If you haven't heard this news story you can read about it here. Basically, a 44 year old man (Stuart Kerner) was spared jail this week despite being found guilty of having sex with the girl, who was a pupil at the school at which he was vice-principal.
The girl was over the age of consent; the sexual activity was thus consensual in every sense of the word. Indeed, according to the judge, she did more than willingly submit. But Kerner was her teacher or a teacher at her school and therefore in a position of trust. And that made what he did a criminal offence.
Almost every secondary teacher of a similar age will know someone like Stuart Kerner. And men - for it is largely male teachers - will often read such cases with a sigh and whisper there-but-for-grace of God go I. It's an occupational hazard.
I can vividly recall an occasion when God's grace was nearly not so bountiful. A girl, fifteen at the time, took to hanging around outside my classroom, found out where I lived and began following me in the street. Nothing came of it. She grew tired, I suppose, and I breathed a sigh of relief.
But there were others - colleagues, friends - for whom it was different. Some of them no doubt wake in the night terrified that one day there will be knock on the door and a warrant for their arrest. There were - and as Kerner shows, still are - some awful abuses of power even if nothing technically illegal (at the time) ever happened.

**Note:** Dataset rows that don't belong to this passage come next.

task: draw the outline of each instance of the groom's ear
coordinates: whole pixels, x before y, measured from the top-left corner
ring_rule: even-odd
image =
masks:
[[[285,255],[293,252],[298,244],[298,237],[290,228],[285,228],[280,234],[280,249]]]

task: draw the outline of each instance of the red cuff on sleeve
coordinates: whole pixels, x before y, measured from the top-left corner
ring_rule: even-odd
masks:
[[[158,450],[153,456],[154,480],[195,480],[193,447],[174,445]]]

But in other cases some of these men have marriages and families to show for the mutual love and trust they shared with girls they once taught. Back in the eighties, and before the law added abuse of trust to the charge sheet, teachers did sometimes fall in love with their pupils. Not often, maybe. And not openly. But they did, and such relationships didn't all end in tragedy.
Today, such men would be charged, tried and possibly jailed. Or at the very least, like Kermer, given a suspended sentence and placed on the Sex Offenders register for life together with a life ban from working with children. And in most cases this is an entirely appropriate response. But maybe not all.
There was a tremendous backlash after the sentence was passed. The judge is herself now under investigation for her summing up. It may be a mistake to say (as she did) that the girl as good as 'groomed' the teacher. And although the Attorney General yesterday rejected the call for a review of the sentence - on the rather curious grounds that the offence 'wasn't covered by the unduly lenient sentence scheme' - there are today moves afoot to change that ruling.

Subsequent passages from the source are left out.